As if that stuff weren't sweet enough, there's the desperate, constant attempt to pad the running time. The box says "Running time approximately 100 minutes/Feature running time approximately 71 minutes." Since when has the behind-the-scenes material been included in the running time? And even that 71 minutes of "feature running time" includes a staggering 12 minutes and 42 seconds of credits at the beginning and end. They go on so long they actually become the film's best comic moments. Let's put it this way: At the beginning of the film, Busey appears as the killer, Millard Findlemeyer, in a robbery scene. Though of course he voices the cookie after his character is reincarnated, this is the only time he actually appears in the movie (other than newspaper clippings). If you add up every second in the scene in which he's actually shown, Busey's total "running time" in this film is two minutes and 36 seconds. Which means the opening credits have 23 seconds more screen time than the top-billed actor.

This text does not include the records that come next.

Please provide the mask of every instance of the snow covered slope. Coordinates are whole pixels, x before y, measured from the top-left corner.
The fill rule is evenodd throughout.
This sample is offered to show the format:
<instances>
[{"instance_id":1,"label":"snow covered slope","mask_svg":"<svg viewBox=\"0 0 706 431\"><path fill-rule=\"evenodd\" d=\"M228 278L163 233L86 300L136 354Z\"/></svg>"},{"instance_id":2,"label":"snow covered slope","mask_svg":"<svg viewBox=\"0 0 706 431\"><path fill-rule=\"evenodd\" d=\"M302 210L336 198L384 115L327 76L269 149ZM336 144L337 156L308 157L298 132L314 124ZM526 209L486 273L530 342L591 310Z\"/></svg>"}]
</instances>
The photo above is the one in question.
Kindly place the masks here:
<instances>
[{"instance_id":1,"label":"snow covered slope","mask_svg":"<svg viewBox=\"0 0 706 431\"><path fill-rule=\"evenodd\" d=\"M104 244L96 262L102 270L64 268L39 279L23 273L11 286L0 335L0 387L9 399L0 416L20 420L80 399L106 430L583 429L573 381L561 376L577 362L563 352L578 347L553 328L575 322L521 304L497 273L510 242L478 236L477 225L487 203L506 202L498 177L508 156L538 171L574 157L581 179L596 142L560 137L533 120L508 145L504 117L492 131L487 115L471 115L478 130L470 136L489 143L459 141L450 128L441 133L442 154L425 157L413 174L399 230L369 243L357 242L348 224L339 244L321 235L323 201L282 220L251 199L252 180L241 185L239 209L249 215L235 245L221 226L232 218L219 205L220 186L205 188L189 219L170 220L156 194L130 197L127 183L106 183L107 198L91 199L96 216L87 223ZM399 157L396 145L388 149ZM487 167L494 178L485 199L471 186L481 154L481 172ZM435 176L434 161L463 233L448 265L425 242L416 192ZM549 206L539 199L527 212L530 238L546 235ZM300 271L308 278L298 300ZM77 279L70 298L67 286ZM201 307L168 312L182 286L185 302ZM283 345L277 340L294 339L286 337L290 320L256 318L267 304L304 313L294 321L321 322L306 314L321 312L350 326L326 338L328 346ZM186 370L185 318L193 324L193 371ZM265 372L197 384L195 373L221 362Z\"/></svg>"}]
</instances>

Still, every atomic second spent with Busey is a beautiful thing. I particularly love his material in the behind-the-scenes featurette. As they juxtapose cast members saying stupid things about gingerbread cookies, you suddenly hear Busey say, in that unmistakable hard-living voice, "Gingerbread cookies are errrrrrrr favorite. It really came out around Christmas time." What the hell? Who or what is "errrrrrrr"? And what came out around Christmastime? The movie? The cookies? Then, his follow-up: "I could feel the energy and the life living in the ginger ... bread cookie." Is that a joke? A cry for help? Only Busey knows for sure.
But the transcendent moment comes shortly after, when they cut to Busey holding up a photo and pointing: "This is the gingerdead man right here. See if you can scope in on the eyes of that little beady tyrant."
True feature running time: approximately 60 minutes. Lead actor screen time: less than three minutes. Gary Busey: priceless.